Douglas invokes Otis in his Terry dissent to suggest an analogy between the Redcoats’ oppression of the colonists and the likelihood of post-Terry police oppression thanks to “reasonable suspicion.” What Otis argued against in 1765, Douglas dissented against in 1968 — police arresting and searching on suspicion because unchecked by probable cause. Douglas saw the unraveling of the Fourth Amendment as a matter of history repeating itself. He wrote: “Police control took the place of judicial control, since no showing of ‘probable cause’ before a magistrate was required.”

Today, “reasonable suspicion” enables police to seize on suspicion. The Orwellian device subverts the Fourth Amendment’s original intent. Probable cause had been a limit on police discretion. Through Terry, magisterial authority gave way to police authoritarianism. Thus, the Supreme Court abdicated judicial control in favor of police control, what President Richard Nixon called “law and order.”

“Reasonable suspicion” gave police officers, in effect, general warrants to seize or search (“stop and frisk”) people of color with impunity. Conwell’s official title did not protect him from the de facto general warrant that led to his stop. Case Western President Barbara Snyder later apologized and promised more and better training of campus police officers. Would she have apologized if he were an ordinary citizen and not a legislator? What about the other racially-profiled African American males that Conwell wondered about?

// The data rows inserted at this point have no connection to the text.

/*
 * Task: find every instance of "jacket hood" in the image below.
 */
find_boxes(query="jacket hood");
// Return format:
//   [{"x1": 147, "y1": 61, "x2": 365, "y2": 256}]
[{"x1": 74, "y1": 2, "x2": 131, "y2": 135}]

Douglas wrote: “To give the police greater power than a magistrate is to take a long step down the totalitarian path.” Insofar as Case Western Reserve University makes Terry stops, it has taken that long step. Rather than apologize for a singular Terry stop, President Snyder should insist on no more Terry stops. Better yet, President Snyder should dissolve her police force to get our university back to being a college campus rather than miniature police state.

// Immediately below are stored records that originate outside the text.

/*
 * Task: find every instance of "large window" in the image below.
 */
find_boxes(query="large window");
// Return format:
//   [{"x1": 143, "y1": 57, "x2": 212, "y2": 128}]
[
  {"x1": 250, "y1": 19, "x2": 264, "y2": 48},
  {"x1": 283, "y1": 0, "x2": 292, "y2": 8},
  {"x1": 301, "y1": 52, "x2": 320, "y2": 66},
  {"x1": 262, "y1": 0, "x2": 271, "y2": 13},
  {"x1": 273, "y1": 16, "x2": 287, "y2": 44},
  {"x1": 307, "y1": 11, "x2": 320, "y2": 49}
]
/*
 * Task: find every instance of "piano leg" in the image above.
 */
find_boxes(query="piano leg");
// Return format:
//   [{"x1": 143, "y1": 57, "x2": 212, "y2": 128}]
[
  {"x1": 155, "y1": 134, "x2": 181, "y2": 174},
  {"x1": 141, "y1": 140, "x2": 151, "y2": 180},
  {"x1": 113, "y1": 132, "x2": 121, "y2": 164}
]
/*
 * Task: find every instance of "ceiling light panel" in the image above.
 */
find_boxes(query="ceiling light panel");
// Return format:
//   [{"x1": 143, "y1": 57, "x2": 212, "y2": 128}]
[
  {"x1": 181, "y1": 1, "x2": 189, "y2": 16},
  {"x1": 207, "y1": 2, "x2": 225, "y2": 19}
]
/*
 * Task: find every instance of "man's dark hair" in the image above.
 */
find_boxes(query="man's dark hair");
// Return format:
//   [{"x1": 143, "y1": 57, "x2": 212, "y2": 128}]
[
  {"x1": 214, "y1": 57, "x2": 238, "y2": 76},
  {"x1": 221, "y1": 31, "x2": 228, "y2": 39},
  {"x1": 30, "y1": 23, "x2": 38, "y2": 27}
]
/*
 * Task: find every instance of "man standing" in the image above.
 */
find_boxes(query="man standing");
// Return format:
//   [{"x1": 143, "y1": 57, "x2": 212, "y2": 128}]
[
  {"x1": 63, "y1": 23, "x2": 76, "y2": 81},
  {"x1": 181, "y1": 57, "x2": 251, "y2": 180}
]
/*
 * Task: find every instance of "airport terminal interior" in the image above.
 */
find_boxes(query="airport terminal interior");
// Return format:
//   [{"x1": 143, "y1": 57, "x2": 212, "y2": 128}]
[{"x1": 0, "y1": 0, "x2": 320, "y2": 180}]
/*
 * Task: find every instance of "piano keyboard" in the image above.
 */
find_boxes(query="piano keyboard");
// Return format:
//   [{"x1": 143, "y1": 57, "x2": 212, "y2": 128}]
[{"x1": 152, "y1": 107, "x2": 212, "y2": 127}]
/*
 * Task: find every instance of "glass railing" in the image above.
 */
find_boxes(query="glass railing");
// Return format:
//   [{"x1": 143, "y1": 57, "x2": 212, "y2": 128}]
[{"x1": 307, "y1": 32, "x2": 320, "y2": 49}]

A private university should be a sanctuary away from the police state. A man should be able to walk through a college campus on a Sunday afternoon as a citizen, as a person, and not under a cloud of suspicion because at any moment he may “fit a description.” The incident at Case Western Reserve University illustrates a larger pattern of police officers subverting citizens’ constitutional rights. It illustrates that “reasonable suspicion” really means white paranoia. Police officers tend to ignore Black Americans’ right to a presumption of innocence. Rather, they tend to only see a Black “criminal” stereotype. We’re at least 50 years down the totalitarian path. If we would take a long step back from that path, we must overturn Terry.